Guillot brought the news of the partnership to last spring’s meeting of the United South and Eastern Tribes Inc., which drew 26 Native American leaders from the eastern seaboard and southern United States to Marksville, La.
In his presentation on Holy Cross’ 160-year history in New Orleans, Guillot told the group what the school has meant for “generations of young men, not only in the (local) community, but around the world.”
“There was a great deal of interest that for some of their young men, this might be just the place for their children to receive their education,” Guillot said. “Our hope is that over the years, we will develop relationships all around the nation – that young men will come here, stay with host families for any number of years, and benefit from a Holy Cross education. And we would benefit from their presence, their culture and the diversity.”
Guillot said the school’s founder, Blessed Father Basil Moreau, was “quite clear” from the very beginning that his school would serve a diverse population.

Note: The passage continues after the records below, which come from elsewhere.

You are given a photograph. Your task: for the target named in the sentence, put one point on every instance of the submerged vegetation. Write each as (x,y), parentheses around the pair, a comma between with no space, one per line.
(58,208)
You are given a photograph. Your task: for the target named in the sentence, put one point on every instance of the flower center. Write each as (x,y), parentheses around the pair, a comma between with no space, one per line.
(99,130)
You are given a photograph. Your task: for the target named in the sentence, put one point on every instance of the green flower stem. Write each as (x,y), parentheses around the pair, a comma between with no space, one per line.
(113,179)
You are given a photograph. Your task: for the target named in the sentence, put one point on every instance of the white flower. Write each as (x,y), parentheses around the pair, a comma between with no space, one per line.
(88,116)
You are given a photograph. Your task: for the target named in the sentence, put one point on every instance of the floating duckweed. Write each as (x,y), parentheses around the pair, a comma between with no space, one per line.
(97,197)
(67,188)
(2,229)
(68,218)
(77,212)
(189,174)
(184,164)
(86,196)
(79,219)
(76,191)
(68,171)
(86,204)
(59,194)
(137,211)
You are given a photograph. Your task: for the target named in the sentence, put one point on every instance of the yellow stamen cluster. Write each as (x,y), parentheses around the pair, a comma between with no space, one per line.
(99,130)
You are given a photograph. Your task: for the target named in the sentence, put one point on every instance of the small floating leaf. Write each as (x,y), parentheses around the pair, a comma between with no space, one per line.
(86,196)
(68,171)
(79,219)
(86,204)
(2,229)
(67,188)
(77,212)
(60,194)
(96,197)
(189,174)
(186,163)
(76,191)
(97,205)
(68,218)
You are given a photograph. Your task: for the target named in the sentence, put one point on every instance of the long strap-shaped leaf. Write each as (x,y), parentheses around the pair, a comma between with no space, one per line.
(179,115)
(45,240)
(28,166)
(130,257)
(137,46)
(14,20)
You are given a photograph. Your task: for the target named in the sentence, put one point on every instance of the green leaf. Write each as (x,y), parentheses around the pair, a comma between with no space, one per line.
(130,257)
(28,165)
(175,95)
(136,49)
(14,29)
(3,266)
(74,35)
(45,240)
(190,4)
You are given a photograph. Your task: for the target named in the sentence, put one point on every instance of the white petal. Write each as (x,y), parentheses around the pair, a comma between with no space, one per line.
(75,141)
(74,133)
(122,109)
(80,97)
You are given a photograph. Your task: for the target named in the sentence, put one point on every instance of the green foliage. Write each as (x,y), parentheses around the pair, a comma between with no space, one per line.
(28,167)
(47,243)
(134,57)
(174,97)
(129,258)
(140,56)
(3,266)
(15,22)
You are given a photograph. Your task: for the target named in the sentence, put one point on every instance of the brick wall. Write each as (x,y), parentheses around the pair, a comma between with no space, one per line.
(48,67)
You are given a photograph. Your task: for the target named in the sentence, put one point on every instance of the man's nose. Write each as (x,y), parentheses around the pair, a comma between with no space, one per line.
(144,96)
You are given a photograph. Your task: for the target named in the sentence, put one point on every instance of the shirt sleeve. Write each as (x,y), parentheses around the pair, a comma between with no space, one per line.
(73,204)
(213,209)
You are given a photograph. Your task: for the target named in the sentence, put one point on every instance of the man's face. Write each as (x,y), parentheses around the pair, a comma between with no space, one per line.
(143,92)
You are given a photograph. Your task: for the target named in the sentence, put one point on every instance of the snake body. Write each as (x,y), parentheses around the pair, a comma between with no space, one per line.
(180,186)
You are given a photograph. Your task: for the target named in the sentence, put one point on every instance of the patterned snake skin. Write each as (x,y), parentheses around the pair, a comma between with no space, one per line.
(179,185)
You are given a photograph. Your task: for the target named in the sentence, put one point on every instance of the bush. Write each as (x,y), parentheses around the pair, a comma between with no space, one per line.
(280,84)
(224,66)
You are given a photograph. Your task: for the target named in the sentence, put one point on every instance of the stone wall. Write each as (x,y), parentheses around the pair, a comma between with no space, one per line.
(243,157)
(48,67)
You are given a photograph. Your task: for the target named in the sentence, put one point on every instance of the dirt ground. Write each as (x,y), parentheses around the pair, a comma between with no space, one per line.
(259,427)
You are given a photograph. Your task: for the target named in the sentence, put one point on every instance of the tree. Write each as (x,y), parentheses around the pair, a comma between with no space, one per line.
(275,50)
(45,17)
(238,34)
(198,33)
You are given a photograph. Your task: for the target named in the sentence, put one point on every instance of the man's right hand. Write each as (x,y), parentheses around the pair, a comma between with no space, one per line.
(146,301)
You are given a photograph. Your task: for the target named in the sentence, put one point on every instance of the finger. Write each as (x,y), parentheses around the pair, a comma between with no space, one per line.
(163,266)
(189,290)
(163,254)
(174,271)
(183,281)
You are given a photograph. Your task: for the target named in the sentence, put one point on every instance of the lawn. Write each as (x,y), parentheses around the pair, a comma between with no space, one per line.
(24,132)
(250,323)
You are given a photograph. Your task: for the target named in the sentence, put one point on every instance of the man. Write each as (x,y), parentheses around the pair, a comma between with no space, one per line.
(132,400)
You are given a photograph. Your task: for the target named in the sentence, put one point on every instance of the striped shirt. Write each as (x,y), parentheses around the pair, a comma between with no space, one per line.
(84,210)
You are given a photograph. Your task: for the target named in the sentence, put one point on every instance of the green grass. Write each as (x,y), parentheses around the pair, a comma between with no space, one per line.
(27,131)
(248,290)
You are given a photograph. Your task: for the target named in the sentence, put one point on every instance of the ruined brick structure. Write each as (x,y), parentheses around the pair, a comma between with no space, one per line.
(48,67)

In addition to the scholarship fund, the partnership is providing new markets tax credits toward construction of Holy Cross’ new cafeteria, a 7,000-square-foot amenity scheduled for completion in the fall 2012.
“We’re probably one of the few institutions in the United States that has received such an enormous new markets tax credit (funding),” DiGange said, noting that the total amount is nearing $14 million. “People think that FEMA gave us everything (to rebuild after Katrina). They gave us a lot, but a lot came out of Holy Cross’ pocket and a lot came from new markets tax credits.”